Слова в песне были грустные. Голоса будто бы жаловались, поднимаясь к бездонному небу, к звездам, густо высыпавшим в безлунье, – жаловались, что не нашли с милым счастья, и Наденьке становилось тоскливо.

Потом возвращались Константин Михайлович и Вера Сергеевна. Отец тяжело вставал и, прерывисто дыша, говорил:

– Ну, на боковую, на боковую!.. Это вам, молодежи, вставать – раз плюнуть.

На третий или четвертый вечер Вера Сергеевна задержала Наденьку в сенях и тихо спросила:

– Наденька, у вас дома есть какой-нибудь крючок или задвижка?
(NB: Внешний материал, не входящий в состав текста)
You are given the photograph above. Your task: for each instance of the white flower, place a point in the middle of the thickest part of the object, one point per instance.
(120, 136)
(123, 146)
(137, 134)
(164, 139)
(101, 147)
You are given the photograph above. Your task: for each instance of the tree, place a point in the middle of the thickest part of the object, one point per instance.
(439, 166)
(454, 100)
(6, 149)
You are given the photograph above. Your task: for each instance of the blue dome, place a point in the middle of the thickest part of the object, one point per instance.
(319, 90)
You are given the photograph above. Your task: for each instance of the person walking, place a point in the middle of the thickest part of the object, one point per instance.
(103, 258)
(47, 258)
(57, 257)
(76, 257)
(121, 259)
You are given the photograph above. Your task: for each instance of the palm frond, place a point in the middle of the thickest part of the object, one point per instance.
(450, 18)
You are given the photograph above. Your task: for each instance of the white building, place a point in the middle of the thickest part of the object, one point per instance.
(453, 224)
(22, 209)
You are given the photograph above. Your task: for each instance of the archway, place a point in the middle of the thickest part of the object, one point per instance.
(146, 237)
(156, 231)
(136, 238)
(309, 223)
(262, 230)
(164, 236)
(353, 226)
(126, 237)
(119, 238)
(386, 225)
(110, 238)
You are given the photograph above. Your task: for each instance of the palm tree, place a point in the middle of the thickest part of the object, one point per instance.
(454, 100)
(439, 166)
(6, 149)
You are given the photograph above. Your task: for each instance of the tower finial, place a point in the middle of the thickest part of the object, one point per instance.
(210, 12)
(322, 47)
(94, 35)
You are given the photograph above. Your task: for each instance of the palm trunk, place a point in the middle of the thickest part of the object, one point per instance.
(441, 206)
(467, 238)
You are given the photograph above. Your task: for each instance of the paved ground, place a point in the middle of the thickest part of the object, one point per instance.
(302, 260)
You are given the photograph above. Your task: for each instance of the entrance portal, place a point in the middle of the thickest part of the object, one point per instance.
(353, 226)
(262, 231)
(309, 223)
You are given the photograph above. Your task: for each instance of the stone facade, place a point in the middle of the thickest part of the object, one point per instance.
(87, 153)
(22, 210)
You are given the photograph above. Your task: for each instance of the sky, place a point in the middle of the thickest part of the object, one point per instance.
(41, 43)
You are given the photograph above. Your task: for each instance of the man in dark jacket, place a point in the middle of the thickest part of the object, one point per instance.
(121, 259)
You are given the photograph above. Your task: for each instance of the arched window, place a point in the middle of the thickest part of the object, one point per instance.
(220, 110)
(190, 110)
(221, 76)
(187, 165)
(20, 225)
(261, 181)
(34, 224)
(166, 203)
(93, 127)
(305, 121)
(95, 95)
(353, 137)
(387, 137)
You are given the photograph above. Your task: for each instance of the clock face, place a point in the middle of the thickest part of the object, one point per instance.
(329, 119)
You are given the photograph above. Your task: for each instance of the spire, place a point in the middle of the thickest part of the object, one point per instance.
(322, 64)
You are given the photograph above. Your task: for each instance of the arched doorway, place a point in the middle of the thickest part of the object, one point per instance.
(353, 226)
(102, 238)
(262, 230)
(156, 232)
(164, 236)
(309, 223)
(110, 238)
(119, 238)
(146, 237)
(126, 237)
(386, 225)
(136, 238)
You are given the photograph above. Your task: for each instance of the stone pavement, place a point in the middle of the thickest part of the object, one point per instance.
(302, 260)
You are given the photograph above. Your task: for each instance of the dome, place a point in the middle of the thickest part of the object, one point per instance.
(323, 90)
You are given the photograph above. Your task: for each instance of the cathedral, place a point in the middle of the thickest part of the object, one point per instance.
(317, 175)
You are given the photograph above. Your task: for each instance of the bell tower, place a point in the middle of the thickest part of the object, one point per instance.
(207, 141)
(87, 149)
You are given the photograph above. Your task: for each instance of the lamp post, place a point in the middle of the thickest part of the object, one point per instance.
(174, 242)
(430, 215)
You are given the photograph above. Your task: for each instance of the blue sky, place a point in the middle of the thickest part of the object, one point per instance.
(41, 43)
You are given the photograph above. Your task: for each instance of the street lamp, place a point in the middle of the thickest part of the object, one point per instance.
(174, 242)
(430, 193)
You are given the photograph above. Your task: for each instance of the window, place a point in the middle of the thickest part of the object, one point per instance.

– Зачем? К нам воры не ходят.

Очевидно, это было сказано с обидой, и Вера Сергеевна заторопилась:

– Нет, нет, я не об этом… Я просто там, в городе, привыкла… Ну, запираться привыкла, когда ложусь.
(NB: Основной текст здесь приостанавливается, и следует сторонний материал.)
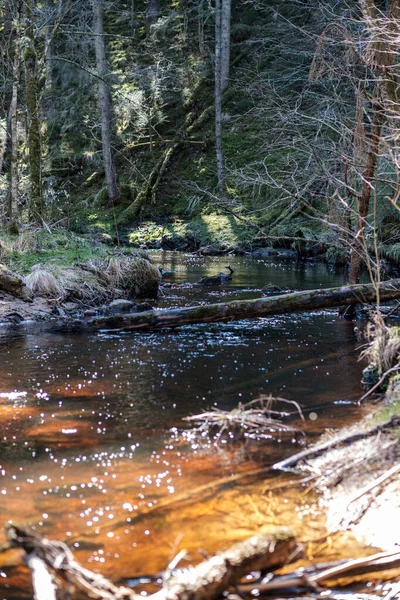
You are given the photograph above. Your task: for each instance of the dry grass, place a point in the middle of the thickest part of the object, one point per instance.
(383, 350)
(256, 419)
(96, 281)
(135, 274)
(41, 282)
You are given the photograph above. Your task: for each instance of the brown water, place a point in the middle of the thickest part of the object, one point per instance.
(91, 450)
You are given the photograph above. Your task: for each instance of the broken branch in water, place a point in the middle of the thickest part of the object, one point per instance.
(318, 449)
(256, 418)
(205, 581)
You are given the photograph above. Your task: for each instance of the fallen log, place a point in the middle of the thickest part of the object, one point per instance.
(249, 309)
(206, 581)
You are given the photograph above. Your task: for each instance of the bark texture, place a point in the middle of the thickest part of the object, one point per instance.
(206, 581)
(225, 42)
(218, 99)
(36, 201)
(248, 309)
(104, 99)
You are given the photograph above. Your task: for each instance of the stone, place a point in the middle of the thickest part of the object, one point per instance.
(121, 305)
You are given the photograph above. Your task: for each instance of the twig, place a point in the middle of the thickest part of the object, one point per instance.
(347, 439)
(368, 488)
(382, 379)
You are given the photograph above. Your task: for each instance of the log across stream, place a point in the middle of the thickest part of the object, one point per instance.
(248, 309)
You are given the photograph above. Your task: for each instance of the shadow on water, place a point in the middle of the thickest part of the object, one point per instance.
(86, 449)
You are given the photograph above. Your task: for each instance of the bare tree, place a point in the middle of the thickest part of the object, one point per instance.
(225, 42)
(12, 208)
(104, 99)
(152, 12)
(36, 200)
(218, 99)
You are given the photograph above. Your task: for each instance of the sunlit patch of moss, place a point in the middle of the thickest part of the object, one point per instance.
(219, 230)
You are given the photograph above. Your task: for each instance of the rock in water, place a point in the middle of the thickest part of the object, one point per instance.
(10, 283)
(121, 305)
(216, 279)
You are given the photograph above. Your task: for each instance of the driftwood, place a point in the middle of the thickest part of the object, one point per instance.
(314, 576)
(52, 564)
(247, 309)
(206, 581)
(318, 449)
(10, 283)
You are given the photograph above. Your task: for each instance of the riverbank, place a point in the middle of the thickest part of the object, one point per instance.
(356, 474)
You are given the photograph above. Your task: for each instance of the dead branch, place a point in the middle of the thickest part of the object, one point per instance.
(319, 449)
(206, 581)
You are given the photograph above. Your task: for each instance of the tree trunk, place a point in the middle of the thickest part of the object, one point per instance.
(218, 99)
(12, 209)
(249, 309)
(104, 100)
(133, 21)
(206, 581)
(358, 250)
(36, 201)
(152, 13)
(225, 42)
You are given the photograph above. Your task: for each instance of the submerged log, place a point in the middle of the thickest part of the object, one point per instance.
(248, 309)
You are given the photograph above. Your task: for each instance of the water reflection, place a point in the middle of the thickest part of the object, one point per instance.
(86, 453)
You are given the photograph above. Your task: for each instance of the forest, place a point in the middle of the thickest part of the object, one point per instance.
(184, 124)
(189, 191)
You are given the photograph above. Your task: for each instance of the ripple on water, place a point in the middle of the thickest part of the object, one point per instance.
(86, 453)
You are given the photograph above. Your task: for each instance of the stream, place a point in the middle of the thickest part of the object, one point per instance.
(91, 425)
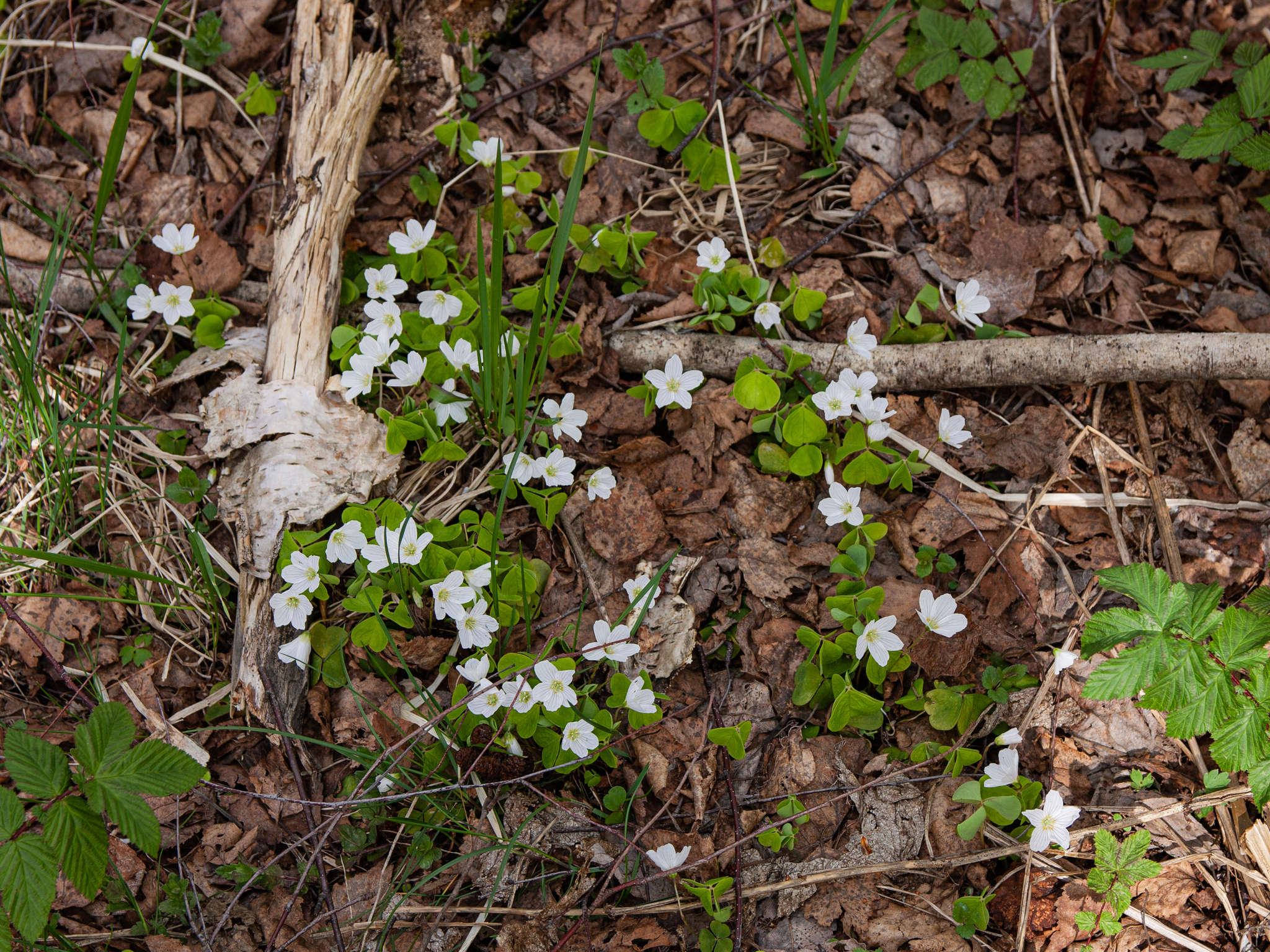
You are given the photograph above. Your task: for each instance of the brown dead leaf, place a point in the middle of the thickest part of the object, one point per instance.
(424, 651)
(1081, 523)
(850, 901)
(244, 31)
(768, 569)
(762, 505)
(1194, 252)
(1250, 462)
(1174, 178)
(213, 266)
(1032, 444)
(78, 69)
(55, 621)
(626, 524)
(892, 926)
(775, 126)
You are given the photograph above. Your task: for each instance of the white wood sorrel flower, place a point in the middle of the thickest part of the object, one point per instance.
(414, 239)
(291, 609)
(968, 304)
(564, 418)
(953, 428)
(579, 738)
(611, 644)
(298, 650)
(879, 641)
(384, 282)
(486, 152)
(940, 614)
(667, 858)
(343, 544)
(304, 574)
(553, 690)
(601, 484)
(1050, 822)
(842, 506)
(713, 255)
(175, 242)
(1005, 771)
(450, 596)
(675, 385)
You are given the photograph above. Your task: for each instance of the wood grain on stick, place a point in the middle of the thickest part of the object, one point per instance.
(978, 363)
(334, 110)
(321, 455)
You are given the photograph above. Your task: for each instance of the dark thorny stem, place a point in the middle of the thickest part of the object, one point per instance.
(714, 58)
(830, 235)
(43, 649)
(254, 182)
(309, 823)
(763, 828)
(726, 769)
(1098, 61)
(985, 540)
(609, 43)
(1023, 79)
(1019, 135)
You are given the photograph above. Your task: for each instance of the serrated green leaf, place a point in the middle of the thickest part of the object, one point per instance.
(1255, 90)
(938, 68)
(1129, 673)
(29, 880)
(1151, 588)
(1221, 131)
(975, 75)
(1259, 778)
(1241, 639)
(1113, 627)
(107, 734)
(1254, 152)
(941, 32)
(153, 767)
(36, 765)
(1204, 712)
(1241, 743)
(78, 838)
(131, 813)
(1133, 848)
(12, 813)
(1104, 850)
(978, 40)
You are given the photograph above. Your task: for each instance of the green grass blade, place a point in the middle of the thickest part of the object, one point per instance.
(91, 565)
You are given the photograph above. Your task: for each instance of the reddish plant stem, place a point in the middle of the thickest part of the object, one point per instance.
(43, 649)
(1098, 63)
(1019, 135)
(1032, 93)
(714, 56)
(726, 769)
(309, 823)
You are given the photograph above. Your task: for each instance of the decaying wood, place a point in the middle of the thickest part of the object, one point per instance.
(978, 363)
(294, 455)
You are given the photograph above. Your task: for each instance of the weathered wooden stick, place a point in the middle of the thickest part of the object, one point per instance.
(322, 454)
(977, 363)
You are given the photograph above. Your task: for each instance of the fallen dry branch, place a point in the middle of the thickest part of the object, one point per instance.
(980, 363)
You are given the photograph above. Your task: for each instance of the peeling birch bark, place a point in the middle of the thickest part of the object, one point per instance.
(293, 455)
(951, 364)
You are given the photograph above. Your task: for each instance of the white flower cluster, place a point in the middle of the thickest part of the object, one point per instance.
(554, 689)
(556, 469)
(172, 301)
(404, 545)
Наденька прошла в чулан, где стоял ящик с гвоздями и ржавой металлической рухлядью. Вера Сергеевна прошла за ней и обрадовалась, когда Наденька вытащила старый дверной крючок. Она сама прилаживала этот крючок к дверям, и Наденька, уже лежа на своей кровати, слышала, как Константин Михайлович прошел в комнату Веры Сергеевны.
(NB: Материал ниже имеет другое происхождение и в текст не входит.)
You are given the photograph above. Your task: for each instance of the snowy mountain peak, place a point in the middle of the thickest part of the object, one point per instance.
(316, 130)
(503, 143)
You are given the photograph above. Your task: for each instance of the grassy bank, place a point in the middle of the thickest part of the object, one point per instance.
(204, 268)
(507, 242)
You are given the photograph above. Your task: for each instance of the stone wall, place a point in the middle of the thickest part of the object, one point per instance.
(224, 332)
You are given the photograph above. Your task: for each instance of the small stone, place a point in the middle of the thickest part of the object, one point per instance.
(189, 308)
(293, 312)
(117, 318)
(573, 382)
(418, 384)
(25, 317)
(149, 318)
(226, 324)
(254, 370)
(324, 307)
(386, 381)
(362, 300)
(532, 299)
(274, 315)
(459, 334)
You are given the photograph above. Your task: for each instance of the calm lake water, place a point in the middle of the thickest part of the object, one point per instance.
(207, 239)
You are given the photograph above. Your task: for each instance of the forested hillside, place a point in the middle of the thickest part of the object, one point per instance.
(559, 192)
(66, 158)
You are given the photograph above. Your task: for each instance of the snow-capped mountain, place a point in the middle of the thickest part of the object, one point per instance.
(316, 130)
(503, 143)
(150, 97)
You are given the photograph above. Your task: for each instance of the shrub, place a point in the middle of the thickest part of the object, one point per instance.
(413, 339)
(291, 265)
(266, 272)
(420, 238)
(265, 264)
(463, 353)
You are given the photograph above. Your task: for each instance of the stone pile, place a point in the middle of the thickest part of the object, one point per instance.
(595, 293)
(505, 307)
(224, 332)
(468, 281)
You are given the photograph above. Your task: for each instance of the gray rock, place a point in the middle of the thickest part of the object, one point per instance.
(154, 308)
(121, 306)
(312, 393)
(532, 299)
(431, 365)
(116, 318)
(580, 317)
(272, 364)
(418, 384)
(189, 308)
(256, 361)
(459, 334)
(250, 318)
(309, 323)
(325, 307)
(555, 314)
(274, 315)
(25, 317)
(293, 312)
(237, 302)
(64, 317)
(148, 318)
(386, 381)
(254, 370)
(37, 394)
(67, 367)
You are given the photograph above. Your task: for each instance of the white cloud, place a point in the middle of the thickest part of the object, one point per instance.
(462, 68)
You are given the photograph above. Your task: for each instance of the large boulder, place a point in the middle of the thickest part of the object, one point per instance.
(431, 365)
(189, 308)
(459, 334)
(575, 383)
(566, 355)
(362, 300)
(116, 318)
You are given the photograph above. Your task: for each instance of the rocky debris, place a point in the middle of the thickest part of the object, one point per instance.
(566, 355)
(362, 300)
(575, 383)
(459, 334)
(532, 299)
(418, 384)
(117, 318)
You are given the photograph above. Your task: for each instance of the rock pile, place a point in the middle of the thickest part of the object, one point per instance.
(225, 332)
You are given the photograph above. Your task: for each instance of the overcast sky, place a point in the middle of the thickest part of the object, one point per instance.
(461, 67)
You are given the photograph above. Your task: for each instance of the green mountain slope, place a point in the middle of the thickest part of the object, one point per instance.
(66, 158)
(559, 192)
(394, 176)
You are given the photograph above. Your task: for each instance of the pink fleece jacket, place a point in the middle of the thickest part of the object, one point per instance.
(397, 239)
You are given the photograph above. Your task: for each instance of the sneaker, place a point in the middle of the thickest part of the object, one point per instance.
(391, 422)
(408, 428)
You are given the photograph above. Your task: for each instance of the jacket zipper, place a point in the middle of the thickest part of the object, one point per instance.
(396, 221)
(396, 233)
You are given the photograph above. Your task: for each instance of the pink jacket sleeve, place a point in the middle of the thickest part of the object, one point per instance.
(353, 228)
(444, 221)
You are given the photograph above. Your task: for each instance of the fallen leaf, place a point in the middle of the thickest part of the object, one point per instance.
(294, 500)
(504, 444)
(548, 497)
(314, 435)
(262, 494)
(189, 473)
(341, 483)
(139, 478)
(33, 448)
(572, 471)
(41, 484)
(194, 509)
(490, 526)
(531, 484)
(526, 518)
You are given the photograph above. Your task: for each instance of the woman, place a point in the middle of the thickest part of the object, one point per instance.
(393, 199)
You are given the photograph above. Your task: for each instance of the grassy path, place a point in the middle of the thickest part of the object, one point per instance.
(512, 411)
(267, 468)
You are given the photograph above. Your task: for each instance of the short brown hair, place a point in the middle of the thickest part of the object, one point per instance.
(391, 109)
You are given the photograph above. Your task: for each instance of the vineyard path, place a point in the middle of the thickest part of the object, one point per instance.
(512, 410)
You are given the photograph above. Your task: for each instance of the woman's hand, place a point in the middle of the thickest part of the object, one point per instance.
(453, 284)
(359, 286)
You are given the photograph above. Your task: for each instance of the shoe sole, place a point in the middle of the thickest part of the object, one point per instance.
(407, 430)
– Верочка, зачем вы это делаете?

– Уйдите.

– Но, Вера…

– Я вам сказала – уйдите. В конце концов…

Дальше они заговорили шепотом, Наденька не различала слов. Отец постанывал и хрипел во сне, потом повернулся и приподнял голову:

– Наденька… Ох, как схватило…

Она метнулась к комоду – там всегда лежала в вазочке маленькая стеклянная пробирка с нитроглицерином. Отец возьмет крохотную белую пилюлю, и ему станет легче. Сегодня душно – вот его и мучает сердце…

Она боялась уснуть, боялась, что отцу снова станет худо. Но нет, на этот раз приступ у него прошел быстро. Она осторожно трогала слипшиеся, спутавшиеся на мокром лбу отца волосы. Тихо было в доме. В своей комнате похрапывал Константин Михайлович, и Наденька, как ни было ей тревожно сейчас, все-таки подумала о том, зачем понадобился Вере Сергеевне крючок, и покраснела от своей догадки.

Утром Константин Михайлович объявил, что больше они никуда не пойдут: вся работа кончена, осталось лишь обработать материал.

– Ну, а как грибы? – спросил он у Савельева.

Наденька ответила:

– Ему нынче плохо было…

– Ничего! – примирительно сказал Савельев. – Я лошадь попрошу. Завтра с утра и поедем. И у меня как раз работы мало, счета уже сдал.

Наденька не слышала, когда уехали отец и Константин Михайлович. Она проснулась оттого, что луч солнца по стене добрался до ее лица и лицу стало жарко. Открыв глаза, она еще полежала, потягиваясь, и вскочила, услышав, как поет Вера Сергеевна.

Натянув платье, Наденька выбежала на двор. Двери коровника были открыты. Стало быть, отец сам выгнал Пеструху. Сзади раздался голос Веры Сергеевны, и Наденька удивленно обернулась: голос был веселый, а Вера Сергеевна – какая-то словно помолодевшая без этой своей помады.

– Ты что будешь делать?

– Да купаться побегу.

– Ну, а я по хозяйству останусь, – засмеялась Вера Сергеевна. – Вот только если корову приведут, так я доить не умею.

Невольно засмеялась и Наденька, представив, как Вера Сергеевна своими тонкими пальцами, с золотым кольцом на левой руке, будет доить Пеструху.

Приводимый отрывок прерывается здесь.